The Swagger-Codegen generated Python client SDK code looks like it is intended to be installed as a Python package/module. Not being a Python expert, I haven’t had much success with naive attempts to install the client SDK files as a Python module.
SO… If any of you Python alpha geeks out there would like to chime in with tips on how to install the Python client SDK as a module (and successfully reference it from a Python app) the rest of us Python n00bs would be grateful!
This test app is safe to use because it doesn’t use any Looker APIs that change the state of the Looker instance. Many Looker APIs, however, can change or delete settings, users, models, and more from your Looker instance. Be careful! You can limit what a program can do with the Looker API by using API3 client credentials associated with a limited-rights user account, and only enable roles or permissions on that user account as needed. It’s always a good idea to do development work using a non-production Looker instance.
Looker provides full support for the use and execution of the HTTP Looker API operations themselves. Officially, Looker cannot provide support for bugs or issues in Swagger generated client SDKs.

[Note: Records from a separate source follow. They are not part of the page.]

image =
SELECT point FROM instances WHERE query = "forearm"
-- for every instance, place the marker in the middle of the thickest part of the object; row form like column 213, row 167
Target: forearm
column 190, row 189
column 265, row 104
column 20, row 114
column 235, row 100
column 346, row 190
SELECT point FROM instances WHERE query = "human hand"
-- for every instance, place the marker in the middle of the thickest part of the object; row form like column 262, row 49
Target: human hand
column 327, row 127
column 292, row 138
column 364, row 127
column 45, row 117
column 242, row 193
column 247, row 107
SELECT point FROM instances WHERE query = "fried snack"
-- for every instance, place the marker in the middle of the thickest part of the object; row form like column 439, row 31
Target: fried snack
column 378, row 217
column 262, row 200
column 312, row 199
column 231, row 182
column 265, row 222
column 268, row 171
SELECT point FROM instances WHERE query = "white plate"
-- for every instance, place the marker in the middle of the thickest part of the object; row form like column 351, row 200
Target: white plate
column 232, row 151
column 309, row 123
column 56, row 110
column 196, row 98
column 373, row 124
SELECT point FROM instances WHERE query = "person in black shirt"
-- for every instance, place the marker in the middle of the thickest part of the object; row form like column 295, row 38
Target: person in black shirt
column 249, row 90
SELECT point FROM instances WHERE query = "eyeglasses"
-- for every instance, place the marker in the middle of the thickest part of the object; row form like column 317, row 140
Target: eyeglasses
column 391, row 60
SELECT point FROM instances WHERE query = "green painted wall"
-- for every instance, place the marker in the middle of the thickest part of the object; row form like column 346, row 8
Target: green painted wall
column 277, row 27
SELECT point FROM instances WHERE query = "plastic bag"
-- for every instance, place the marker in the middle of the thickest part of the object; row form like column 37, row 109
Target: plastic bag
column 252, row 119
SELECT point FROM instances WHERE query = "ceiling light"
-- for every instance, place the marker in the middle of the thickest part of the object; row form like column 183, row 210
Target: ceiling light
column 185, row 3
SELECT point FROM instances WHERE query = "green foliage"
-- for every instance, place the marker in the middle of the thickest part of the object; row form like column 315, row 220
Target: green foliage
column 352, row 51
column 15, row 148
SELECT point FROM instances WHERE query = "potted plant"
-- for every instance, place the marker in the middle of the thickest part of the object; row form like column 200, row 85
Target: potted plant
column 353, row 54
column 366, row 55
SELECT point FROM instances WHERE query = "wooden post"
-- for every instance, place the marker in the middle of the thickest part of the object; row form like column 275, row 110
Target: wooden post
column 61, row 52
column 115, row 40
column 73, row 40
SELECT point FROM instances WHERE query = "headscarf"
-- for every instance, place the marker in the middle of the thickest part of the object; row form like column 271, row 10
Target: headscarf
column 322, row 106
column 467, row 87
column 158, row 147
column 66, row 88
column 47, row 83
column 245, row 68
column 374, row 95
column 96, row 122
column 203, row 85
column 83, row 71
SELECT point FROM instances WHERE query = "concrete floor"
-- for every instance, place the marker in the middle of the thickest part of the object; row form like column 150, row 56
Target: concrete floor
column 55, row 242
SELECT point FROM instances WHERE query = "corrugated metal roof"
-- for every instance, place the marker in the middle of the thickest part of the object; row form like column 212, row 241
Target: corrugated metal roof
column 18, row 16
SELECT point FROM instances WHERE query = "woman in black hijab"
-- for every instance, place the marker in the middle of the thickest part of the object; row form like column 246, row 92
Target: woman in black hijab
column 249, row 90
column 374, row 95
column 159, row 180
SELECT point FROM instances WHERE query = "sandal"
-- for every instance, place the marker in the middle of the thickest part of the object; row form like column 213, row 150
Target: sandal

If you find something wonky when making a Looker API call through a client SDK, try performing the same Looker API call using the equivalent raw HTTP/JSON request. If the raw HTTP request also behaves oddly, that’s on us. Please contact Looker support to let us know!
Use the Looker API doc page to experiment with raw HTTP requests. Auth is taken care of for you!
If the HTTP request behaves correctly but the equivalent client SDK call is broken, that may be a bug in the generated client SDK. Let us know if you find something like this so we can check for workarounds and make sure our JSON metadata is correct. Be aware that the extent of our support for client SDK issues will be limited to recommending that you try a different release of the Swagger-Codegen tools, and suggesting you post a cry for help from fellow Looker devs here in the Looker Discourse community. We can’t help you write your application code or your homework assignments.